Il claqua la portière avec le pied, alla s’asseoir sur la bordure du trottoir, plaça ses poings sur ses yeux et se mit à pleurer à gros sanglots.

53

Il avait dévasté son sexe en la mordant bestialement, mais cette blessure la comblait de bonheur. Son tempérament germanique appréciait la féroce caresse. Pareille voie de fait lui apparaissait comme la concrétisation de noces sauvages, à la mesure de leurs amours.

Sa souffrance la rendant momentanément inapte à l’étreinte, baisers et attouchements dans d’autres zones leur apportaient d’estimables compensations. La carence sexuelle que redoutait Adolf ne s’étant pas produite, le jeune homme se livrait à des débordements plus intenses encore que ceux qu’il devait à Maria. La mort de cette dernière l’avait déconcerté, bien que prévisible.

L’enterrement de la jeune femme fut moins grandiose qu’on pouvait le craindre ; les pleureuses se montrèrent plus sobres et la peine plus sincère.

Le Commendatore n’y assista pas ; pendant son déroulement, il se taillada les veines du poignet gauche. Il échappa à la mort mais se sectionna un tendon. Cela lui causa une fâcheuse incapacité de la main que l’assurance accepta de prendre en charge par la suite.

La présence d’Adolf aux funérailles resta discrète. La mère de Nino y était venue pour injurier la dépouille de sa bru ; au dernier moment elle s’abstint, le Parrain lui ayant promis qu’on la plongerait, tête première, dans un chaudron d’huile bouillante si elle causait le moindre esclandre.

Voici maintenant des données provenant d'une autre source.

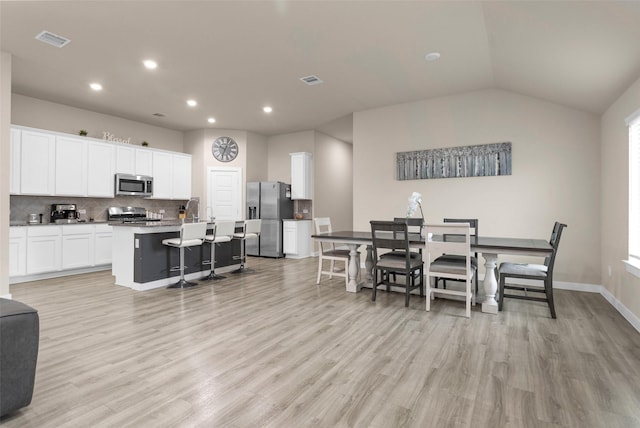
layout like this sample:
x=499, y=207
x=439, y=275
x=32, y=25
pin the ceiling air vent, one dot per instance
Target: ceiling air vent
x=52, y=39
x=311, y=80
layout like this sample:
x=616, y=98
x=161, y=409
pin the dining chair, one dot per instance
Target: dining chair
x=532, y=272
x=390, y=236
x=223, y=231
x=438, y=267
x=455, y=258
x=191, y=234
x=328, y=251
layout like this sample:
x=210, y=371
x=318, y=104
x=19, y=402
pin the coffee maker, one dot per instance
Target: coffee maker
x=64, y=213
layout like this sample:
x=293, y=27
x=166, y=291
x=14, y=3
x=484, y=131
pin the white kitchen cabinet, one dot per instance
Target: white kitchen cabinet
x=103, y=244
x=125, y=159
x=171, y=176
x=301, y=173
x=37, y=163
x=133, y=160
x=144, y=162
x=44, y=249
x=181, y=177
x=14, y=175
x=77, y=246
x=297, y=238
x=162, y=175
x=17, y=251
x=101, y=169
x=71, y=166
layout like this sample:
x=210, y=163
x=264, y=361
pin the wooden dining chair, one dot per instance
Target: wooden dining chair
x=437, y=267
x=532, y=272
x=389, y=236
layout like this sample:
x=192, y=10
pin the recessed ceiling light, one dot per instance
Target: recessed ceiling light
x=432, y=56
x=53, y=39
x=150, y=64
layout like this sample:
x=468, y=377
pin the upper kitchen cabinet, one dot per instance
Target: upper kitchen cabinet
x=171, y=175
x=301, y=173
x=162, y=176
x=134, y=161
x=71, y=171
x=181, y=176
x=101, y=171
x=14, y=176
x=37, y=163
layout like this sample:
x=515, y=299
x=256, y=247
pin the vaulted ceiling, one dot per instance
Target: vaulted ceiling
x=234, y=57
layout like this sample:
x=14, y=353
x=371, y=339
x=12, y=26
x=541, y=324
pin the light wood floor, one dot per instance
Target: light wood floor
x=272, y=349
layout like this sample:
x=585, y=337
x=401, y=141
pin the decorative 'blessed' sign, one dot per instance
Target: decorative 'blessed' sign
x=108, y=136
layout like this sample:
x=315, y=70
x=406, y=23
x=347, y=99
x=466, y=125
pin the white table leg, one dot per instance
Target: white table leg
x=490, y=284
x=354, y=268
x=368, y=264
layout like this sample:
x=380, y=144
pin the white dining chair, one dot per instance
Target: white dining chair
x=461, y=246
x=191, y=235
x=223, y=231
x=328, y=251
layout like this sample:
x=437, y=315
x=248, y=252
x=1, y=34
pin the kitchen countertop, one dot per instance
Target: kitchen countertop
x=24, y=223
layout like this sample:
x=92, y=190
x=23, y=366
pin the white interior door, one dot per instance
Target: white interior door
x=224, y=193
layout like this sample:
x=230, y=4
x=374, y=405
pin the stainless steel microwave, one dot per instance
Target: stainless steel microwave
x=136, y=185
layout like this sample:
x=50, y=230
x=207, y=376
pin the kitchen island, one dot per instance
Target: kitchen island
x=142, y=262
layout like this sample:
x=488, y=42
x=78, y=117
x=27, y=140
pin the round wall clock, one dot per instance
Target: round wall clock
x=225, y=149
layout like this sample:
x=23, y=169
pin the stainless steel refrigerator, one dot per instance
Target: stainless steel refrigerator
x=271, y=202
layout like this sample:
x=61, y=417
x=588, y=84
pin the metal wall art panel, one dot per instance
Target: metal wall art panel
x=467, y=161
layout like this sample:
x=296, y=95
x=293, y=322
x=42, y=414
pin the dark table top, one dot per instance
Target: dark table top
x=487, y=244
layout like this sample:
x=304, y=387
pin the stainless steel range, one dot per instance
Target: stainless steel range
x=129, y=215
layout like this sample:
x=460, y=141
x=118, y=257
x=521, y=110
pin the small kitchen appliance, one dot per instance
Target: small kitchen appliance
x=135, y=185
x=64, y=213
x=129, y=215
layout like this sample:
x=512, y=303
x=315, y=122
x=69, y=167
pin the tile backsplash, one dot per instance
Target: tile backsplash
x=96, y=208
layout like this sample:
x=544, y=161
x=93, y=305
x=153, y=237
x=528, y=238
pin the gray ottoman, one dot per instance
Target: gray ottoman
x=19, y=337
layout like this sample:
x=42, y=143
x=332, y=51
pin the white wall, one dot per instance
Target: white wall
x=333, y=181
x=556, y=170
x=5, y=138
x=42, y=114
x=279, y=163
x=615, y=200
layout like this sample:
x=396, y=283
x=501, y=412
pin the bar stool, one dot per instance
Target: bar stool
x=191, y=234
x=250, y=229
x=223, y=231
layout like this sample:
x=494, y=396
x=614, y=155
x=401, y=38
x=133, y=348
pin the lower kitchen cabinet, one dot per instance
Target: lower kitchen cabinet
x=17, y=251
x=103, y=245
x=43, y=249
x=78, y=246
x=55, y=250
x=297, y=238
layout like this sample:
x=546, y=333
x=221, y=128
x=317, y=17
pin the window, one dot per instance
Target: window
x=633, y=122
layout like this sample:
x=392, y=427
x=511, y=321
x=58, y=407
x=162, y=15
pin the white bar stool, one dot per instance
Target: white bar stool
x=191, y=234
x=250, y=229
x=223, y=231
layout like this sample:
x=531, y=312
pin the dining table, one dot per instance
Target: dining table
x=490, y=247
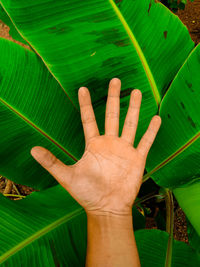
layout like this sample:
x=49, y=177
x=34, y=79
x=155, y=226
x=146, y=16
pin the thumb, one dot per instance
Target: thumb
x=61, y=172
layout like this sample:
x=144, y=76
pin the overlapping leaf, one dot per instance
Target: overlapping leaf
x=90, y=42
x=174, y=158
x=34, y=110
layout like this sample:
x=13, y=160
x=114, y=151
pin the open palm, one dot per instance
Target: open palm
x=108, y=176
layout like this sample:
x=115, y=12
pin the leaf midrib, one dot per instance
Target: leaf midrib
x=171, y=157
x=40, y=233
x=136, y=45
x=139, y=52
x=38, y=129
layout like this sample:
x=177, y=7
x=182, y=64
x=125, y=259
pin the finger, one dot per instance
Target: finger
x=131, y=121
x=149, y=136
x=87, y=114
x=61, y=172
x=113, y=108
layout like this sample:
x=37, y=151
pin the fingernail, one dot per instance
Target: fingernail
x=83, y=91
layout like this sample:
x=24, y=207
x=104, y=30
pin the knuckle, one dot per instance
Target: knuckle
x=112, y=114
x=130, y=124
x=88, y=120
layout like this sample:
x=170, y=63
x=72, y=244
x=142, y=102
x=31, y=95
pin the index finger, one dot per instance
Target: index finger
x=87, y=114
x=149, y=136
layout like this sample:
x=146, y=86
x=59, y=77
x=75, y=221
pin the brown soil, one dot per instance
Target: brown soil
x=191, y=18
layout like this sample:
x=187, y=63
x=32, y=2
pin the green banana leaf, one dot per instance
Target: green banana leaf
x=174, y=158
x=47, y=228
x=13, y=32
x=34, y=110
x=89, y=42
x=152, y=248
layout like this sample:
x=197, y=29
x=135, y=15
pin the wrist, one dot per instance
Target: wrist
x=108, y=213
x=109, y=220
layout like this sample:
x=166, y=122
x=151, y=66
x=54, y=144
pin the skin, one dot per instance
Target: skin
x=106, y=180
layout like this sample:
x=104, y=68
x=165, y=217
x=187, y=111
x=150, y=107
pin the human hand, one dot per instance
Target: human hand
x=108, y=176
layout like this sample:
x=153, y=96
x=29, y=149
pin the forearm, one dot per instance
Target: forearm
x=111, y=241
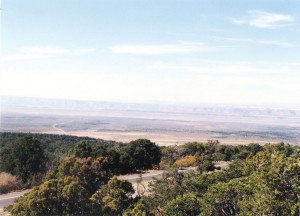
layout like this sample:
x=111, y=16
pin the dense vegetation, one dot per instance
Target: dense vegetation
x=260, y=180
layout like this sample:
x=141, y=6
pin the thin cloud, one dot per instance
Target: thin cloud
x=143, y=49
x=243, y=69
x=265, y=42
x=263, y=19
x=40, y=52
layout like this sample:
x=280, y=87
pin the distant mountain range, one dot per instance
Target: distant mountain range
x=12, y=103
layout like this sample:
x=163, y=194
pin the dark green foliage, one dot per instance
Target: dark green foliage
x=140, y=154
x=91, y=174
x=188, y=205
x=206, y=166
x=82, y=150
x=55, y=197
x=114, y=197
x=23, y=158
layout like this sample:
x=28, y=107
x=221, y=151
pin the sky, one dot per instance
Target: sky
x=238, y=52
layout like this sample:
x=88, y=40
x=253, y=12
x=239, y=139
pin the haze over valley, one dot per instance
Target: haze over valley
x=165, y=124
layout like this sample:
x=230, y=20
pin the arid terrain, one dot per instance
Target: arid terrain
x=125, y=122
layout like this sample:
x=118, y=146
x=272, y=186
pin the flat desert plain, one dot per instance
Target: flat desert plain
x=228, y=125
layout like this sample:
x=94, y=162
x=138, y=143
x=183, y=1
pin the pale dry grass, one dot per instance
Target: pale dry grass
x=8, y=183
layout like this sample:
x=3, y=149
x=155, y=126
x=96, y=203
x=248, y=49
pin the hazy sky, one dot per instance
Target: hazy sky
x=193, y=51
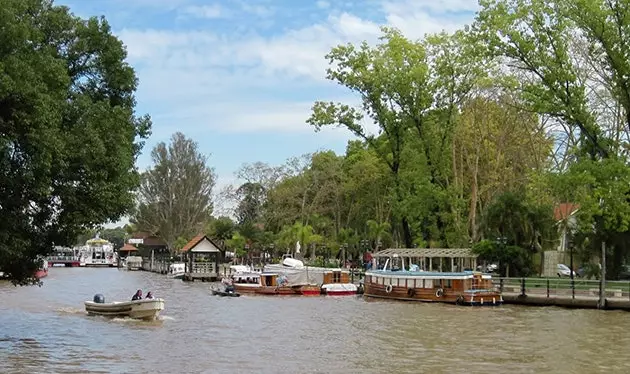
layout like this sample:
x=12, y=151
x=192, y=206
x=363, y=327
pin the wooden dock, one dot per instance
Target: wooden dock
x=582, y=294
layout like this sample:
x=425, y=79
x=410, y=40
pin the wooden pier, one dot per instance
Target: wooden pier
x=582, y=294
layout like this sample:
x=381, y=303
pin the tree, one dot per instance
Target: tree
x=175, y=195
x=69, y=136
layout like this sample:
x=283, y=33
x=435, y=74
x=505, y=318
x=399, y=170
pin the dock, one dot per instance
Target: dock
x=580, y=294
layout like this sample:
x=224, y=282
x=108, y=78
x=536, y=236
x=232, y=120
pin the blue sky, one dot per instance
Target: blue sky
x=240, y=76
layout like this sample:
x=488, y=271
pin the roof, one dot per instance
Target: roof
x=564, y=210
x=426, y=252
x=128, y=247
x=196, y=240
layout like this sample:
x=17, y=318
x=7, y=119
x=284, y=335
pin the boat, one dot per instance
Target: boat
x=65, y=256
x=227, y=291
x=133, y=262
x=176, y=270
x=333, y=281
x=98, y=252
x=266, y=283
x=145, y=309
x=42, y=271
x=394, y=281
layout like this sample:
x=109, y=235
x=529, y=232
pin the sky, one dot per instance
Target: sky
x=240, y=77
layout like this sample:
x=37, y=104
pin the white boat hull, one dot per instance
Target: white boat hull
x=146, y=309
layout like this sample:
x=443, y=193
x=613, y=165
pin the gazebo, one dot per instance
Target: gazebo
x=127, y=250
x=202, y=256
x=433, y=259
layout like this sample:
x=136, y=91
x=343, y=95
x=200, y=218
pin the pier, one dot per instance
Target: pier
x=563, y=292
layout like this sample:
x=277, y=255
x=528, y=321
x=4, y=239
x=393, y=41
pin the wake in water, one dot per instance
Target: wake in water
x=69, y=310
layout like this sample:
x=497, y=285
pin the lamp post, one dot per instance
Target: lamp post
x=570, y=245
x=502, y=240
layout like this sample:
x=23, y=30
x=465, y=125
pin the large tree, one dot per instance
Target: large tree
x=175, y=195
x=69, y=136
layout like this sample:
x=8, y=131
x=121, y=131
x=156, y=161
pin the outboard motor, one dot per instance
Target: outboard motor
x=99, y=298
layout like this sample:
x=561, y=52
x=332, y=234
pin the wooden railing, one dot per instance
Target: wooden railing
x=561, y=287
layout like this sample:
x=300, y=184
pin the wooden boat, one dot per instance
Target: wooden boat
x=176, y=270
x=464, y=288
x=145, y=309
x=227, y=291
x=266, y=283
x=333, y=281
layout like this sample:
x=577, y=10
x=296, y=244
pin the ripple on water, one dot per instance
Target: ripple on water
x=47, y=330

À l’issue de la cérémonie, Hitler avertit Vicino qu’il entendait quitter Naples un certain temps pour se consacrer à l’enquête relative aux deux militaires. Il en avait pris l’engagement auprès des agents israéliens et jugeait le moment bien venu pour tenir parole.

Non seulement le chef de la Camorra ne chercha pas à le faire changer d’idée, mais trouva cette décision opportune.

Ils s’étreignirent fortement, sachant parfaitement qu’ils ne se reverraient jamais.